Thoughts on the implementation

Tests

We could have argued that just resolving the single object would have been a better starting place, thats fine, i just wanted to implement a bit more and was not much effort (and allowed me to get more of the internal structure ironed out).

By completing the implementation for the Service with 1 dependency, I actually passed 4 tests!

with these 4 tests we have 71% coverage. hmm what does that mean? well its not 100 as we have code which was implemented to make the project compile and this is not being covered, and i implemented some code to support other tests.

The main point though is the correctness (we have 4 passes now)

Spiking planning for Generics

While creating the container, i spiked how to support generics and named services. (there is code to be cleaned up around this).

However this changed can impact how we initially setup the container, as the ioc container needed to know of all the used Generic arguments the application is going to use.

To do this, in planning it scans only the registrations with a concrete implementation, not an open generic, and then it figures out actual implementations from the injected dependencies

Example


//at this moment we do not know of all the actual implementations
public class Repository<T> : IRepository<T> { .... }

public class Service  
{
    //now from this constructor, we know that we need a Repository<User>
    public Service(IRepository<User> userRepo) {.....}
}

so by scanning the Service class’s ctor, we now know of the generic args.
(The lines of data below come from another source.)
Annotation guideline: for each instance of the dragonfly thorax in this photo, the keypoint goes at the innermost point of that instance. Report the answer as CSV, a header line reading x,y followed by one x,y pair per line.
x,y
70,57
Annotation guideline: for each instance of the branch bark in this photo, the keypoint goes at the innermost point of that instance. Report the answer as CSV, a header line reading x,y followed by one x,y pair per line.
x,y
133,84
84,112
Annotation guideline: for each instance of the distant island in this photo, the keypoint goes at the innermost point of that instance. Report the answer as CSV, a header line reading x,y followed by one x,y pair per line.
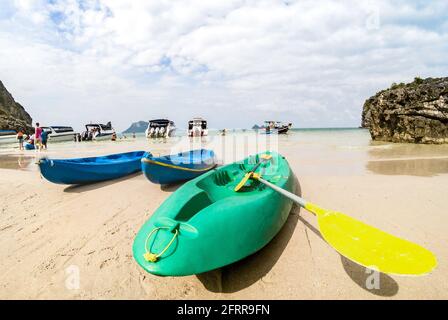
x,y
415,112
137,127
12,114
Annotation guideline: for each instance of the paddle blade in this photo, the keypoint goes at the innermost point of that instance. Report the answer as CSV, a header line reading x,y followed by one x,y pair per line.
x,y
373,248
243,181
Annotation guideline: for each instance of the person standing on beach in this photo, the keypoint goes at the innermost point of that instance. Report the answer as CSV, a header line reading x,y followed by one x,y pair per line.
x,y
38,137
44,137
20,138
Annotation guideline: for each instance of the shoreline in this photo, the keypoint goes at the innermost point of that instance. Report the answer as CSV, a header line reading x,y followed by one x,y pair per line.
x,y
50,230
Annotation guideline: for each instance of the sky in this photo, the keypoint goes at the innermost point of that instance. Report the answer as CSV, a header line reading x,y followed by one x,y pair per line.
x,y
235,63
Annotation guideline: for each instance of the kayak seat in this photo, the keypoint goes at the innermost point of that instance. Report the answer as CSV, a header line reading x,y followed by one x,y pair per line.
x,y
221,177
193,206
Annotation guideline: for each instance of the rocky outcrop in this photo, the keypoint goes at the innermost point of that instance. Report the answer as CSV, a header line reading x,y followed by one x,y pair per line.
x,y
137,127
416,112
12,115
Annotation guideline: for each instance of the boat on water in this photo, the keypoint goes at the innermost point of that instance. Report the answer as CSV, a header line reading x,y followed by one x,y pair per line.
x,y
276,127
177,167
92,169
97,131
197,127
160,128
8,136
206,224
60,133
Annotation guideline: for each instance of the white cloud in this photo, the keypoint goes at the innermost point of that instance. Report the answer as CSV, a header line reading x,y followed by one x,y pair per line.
x,y
310,62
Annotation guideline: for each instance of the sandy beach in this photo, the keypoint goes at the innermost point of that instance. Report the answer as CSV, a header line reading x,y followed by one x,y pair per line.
x,y
46,230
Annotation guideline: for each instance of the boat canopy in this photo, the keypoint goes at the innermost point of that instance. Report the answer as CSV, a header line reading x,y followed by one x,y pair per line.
x,y
61,129
277,123
198,122
160,122
7,132
107,126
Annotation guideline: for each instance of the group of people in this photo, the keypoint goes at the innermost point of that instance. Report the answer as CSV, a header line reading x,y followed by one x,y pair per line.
x,y
39,139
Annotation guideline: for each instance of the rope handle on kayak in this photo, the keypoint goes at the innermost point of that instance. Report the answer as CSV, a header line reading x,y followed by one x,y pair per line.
x,y
153,257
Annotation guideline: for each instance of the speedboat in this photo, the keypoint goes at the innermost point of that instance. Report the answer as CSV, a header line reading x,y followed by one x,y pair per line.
x,y
160,128
96,131
197,127
276,127
60,133
8,136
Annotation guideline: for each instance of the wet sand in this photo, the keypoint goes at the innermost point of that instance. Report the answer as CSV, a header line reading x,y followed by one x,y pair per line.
x,y
48,230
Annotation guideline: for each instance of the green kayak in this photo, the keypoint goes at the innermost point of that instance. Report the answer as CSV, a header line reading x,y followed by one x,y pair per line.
x,y
205,224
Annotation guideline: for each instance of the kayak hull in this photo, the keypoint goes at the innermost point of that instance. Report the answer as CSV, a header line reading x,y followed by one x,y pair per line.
x,y
215,225
179,167
90,170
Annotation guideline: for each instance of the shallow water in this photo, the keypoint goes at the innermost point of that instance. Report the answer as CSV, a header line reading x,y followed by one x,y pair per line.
x,y
309,151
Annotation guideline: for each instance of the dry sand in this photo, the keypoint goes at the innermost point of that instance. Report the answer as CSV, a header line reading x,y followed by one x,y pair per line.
x,y
46,229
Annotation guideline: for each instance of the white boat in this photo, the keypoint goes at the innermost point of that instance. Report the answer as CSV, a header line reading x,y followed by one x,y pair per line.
x,y
8,136
197,127
97,131
160,128
276,127
60,133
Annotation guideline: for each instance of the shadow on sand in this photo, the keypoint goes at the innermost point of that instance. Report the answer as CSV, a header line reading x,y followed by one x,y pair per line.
x,y
171,187
388,287
244,273
80,188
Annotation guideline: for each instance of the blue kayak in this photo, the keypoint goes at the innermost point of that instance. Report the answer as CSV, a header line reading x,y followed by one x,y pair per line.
x,y
89,170
177,167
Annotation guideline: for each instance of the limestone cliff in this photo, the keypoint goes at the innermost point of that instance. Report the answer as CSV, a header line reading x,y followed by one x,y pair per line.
x,y
12,115
416,112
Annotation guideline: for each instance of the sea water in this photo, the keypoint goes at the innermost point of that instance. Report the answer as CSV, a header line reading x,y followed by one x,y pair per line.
x,y
329,151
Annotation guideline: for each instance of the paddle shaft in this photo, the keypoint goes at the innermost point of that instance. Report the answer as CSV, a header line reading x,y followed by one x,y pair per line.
x,y
301,202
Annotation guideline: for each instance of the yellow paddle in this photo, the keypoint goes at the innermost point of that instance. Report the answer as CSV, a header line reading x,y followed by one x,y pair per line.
x,y
264,157
364,244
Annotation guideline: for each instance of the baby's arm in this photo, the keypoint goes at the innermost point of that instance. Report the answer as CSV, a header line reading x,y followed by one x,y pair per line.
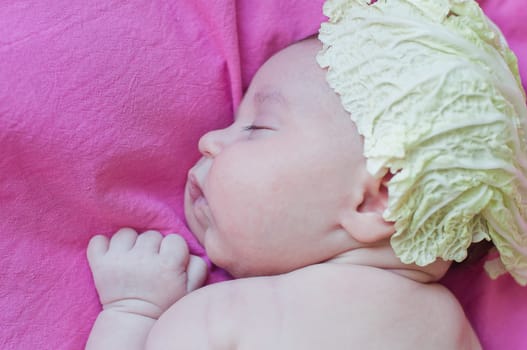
x,y
138,277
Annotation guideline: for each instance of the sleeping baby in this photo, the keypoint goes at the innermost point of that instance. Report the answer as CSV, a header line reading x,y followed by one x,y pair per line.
x,y
359,165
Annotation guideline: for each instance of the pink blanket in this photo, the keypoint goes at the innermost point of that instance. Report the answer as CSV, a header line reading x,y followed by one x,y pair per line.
x,y
101,107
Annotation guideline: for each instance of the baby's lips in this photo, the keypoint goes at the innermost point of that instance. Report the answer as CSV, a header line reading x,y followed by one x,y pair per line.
x,y
194,187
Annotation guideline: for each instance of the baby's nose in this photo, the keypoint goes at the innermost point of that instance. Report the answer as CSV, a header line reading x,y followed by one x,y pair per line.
x,y
213,142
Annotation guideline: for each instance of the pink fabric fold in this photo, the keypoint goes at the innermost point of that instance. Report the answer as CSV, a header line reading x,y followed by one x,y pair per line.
x,y
101,108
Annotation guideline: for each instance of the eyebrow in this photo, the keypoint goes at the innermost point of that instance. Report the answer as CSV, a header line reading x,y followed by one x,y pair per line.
x,y
262,98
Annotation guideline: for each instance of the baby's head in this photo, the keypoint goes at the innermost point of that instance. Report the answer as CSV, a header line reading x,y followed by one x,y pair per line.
x,y
282,187
287,185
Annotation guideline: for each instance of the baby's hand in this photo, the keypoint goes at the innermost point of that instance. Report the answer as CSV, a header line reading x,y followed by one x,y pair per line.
x,y
143,274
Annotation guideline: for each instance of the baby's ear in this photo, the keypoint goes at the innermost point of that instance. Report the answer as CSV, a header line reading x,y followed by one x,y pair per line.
x,y
365,222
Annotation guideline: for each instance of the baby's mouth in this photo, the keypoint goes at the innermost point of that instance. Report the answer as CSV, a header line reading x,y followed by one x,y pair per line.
x,y
194,188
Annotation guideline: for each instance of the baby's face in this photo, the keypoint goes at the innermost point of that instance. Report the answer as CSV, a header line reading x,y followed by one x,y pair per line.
x,y
271,186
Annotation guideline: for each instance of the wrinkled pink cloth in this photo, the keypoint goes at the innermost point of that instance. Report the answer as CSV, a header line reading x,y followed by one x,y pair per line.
x,y
101,107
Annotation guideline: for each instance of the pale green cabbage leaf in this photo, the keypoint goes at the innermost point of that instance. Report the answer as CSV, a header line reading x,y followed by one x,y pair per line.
x,y
435,91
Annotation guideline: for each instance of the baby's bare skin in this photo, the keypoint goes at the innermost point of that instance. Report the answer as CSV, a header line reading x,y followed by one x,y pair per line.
x,y
326,306
282,200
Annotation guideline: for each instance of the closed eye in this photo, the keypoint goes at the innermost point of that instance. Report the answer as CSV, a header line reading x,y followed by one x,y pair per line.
x,y
255,127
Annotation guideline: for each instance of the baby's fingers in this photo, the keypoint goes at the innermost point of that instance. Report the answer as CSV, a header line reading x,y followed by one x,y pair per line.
x,y
196,273
175,250
97,247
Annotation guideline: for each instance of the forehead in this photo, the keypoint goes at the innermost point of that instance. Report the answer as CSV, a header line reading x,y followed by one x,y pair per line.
x,y
292,75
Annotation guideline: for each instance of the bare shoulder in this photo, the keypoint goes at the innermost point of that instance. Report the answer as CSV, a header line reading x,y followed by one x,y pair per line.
x,y
217,316
319,307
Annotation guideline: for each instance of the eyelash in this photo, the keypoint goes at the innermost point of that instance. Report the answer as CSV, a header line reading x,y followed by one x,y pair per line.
x,y
254,127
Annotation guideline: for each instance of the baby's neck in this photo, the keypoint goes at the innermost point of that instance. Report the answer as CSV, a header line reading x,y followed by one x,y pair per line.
x,y
383,257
This was based off an small observation that most apps use frameworks, which the entry point for the IoC will be a concrete class, examples:

  • Controllers (web api)
  • Consumers (Masstransit, NServiceBus)
  • Modules (Nancy)
  • Hosted Services (.Net Core)
  • RequestHandlers (MediatR)

thus we should know of any / all generic parameters by walking through the dependencies

Implementation

The implementation is not the cleanest. some of the decisions are to get a starter for 10, get the green and refactor a little later.

For example, we are using reflection to create the classes, it easier to code and understand, but we will need to replace this with Expressions or IL code.

object ParameterLessCtor(IAdvancedScope scope) => method.Invoke(createParams.Select(x => x(scope)).ToArray());

Lifestyles do not contain instance caches, however provide a strategy to when and where an object is created, cached and tracked for disposal.

    public class PerScope : ILifeSpan
    {
        public object Resolve(IAdvancedScope currentScope, Contract contract)
        {
            var entry = currentScope.InstanceCache.Get(contract.Id);

            if (entry == null)
            {
                entry = new Instance()
                {
                    Value = contract.CreateInstance(currentScope),
                    Contract = contract
                };
                currentScope.InstanceCache.Add(contract.Id, entry);
            }

            currentScope.Tracked.Push(entry);

            return entry.Value;
        }
    }

this lead to the scopes having to deal with their cache being modified from multiple threads. To enable this we used the Microsoft’s ReaderWriterLockSlim, which should provide a performance access to the instances which are cached at that scope level.

pulling this together

we have an initial start of the project, there is a lot of work to do indorser to stratify the requirements

we have some code which highlights that we need to add some new tests (to represent a new requirement)

personally i like how the scope works, but im eager to see its performance, and get more support in for generics and named instances.

However this does seem like an interesting start.